Clinical Management of Pediatric COVID-19: An International Perspective and Practical Guide

Clinical Management of Pediatric COVID-19: An International Perspective and Practical Guide provides the most current international research and clinical characteristics of pediatric patients with SARS-CoV-2 infection. Coverage ranges from epidemiology including origin, route of transmission, incubation period, mortality and susceptibility risk factors; to pathogenesis, including difference between the adult and pediatric populations. Diagnosis is covered with special attention to the difference between adult and pediatric patients as well as the differences between newborns, children and adolescents. The book presents current complications, including multisystemic inflammatory syndrome as well as treatment therapies including antiviral and immunomodulatory therapies for this age group.

Finally, immunization efficacy and safety are examined. This is the perfect reference to provide guidance to pediatricians on the diagnosis and treatment of SARS-CoV-2, as well as a valuable source of the latest research about the pediatric population for further study.

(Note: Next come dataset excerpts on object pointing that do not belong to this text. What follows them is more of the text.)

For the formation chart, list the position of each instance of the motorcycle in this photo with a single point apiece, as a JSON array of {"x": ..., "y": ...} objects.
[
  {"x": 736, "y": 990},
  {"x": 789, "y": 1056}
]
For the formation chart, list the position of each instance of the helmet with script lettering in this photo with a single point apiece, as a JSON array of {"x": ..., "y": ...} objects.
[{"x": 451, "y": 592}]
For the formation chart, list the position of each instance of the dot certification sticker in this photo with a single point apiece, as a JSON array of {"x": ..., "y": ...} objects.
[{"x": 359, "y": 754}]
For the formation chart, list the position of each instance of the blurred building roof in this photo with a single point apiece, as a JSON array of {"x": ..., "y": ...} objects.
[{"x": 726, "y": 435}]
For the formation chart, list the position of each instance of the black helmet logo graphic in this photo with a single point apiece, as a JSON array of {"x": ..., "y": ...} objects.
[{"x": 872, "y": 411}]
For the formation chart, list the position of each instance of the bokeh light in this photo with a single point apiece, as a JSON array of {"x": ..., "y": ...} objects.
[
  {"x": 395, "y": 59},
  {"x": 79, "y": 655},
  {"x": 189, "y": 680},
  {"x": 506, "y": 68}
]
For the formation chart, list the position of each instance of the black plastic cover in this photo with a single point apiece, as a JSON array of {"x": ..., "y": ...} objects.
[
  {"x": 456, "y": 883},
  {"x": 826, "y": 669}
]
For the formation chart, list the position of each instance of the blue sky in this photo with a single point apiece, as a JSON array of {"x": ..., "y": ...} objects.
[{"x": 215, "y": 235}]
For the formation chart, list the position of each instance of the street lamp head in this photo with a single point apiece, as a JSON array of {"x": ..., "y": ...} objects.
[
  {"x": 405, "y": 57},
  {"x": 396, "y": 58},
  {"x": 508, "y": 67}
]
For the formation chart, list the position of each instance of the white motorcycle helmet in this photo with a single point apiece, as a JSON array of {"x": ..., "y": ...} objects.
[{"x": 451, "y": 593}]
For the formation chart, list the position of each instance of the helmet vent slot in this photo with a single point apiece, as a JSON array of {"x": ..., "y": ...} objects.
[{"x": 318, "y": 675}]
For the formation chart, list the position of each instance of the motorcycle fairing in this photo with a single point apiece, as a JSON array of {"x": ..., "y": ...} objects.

• Provides the latest findings on the clinical characteristics of pediatric patients with SARS-CoV-2 infection
• Elucidates the differences between pediatric COVID-19 and its adult counterpart, outlining the correct clinical course for infants, children and adolescents
• Covers both recent clinical practice as well as current research specific to the pediatric population

• Language: English
• Publisher: Academic Press
• Release date: Jan 13, 2023
• ISBN: 9780323950602

Book preview

Preface

By the time I am editing this book, it has already been more than 2years since the outbreak of COVID-19. The pandemic has not ended, and new variants continue to emerge. A large body of studies has been done—from virology and epidemiological research to therapeutics. We have learned that the elderly and those with certain comorbidities are at high risk of SARS-CoV-2 infection and morbidity. We have also learned that the underage has a milder clinical course compared to adults. Consequently, we should ask ourselves, are pediatrics with COVID-19 overlooked because children are generally believed to fare better?

There are already several books covering different aspects of COVID-19. While some of them may have addressed children with COVID-19, there is a need to have a piece of work entirely dedicated to pediatric COVID-19—a book that highlights key findings and serves as a reference for clinicians and medical students in pediatrics. I hope this book satisfies this need.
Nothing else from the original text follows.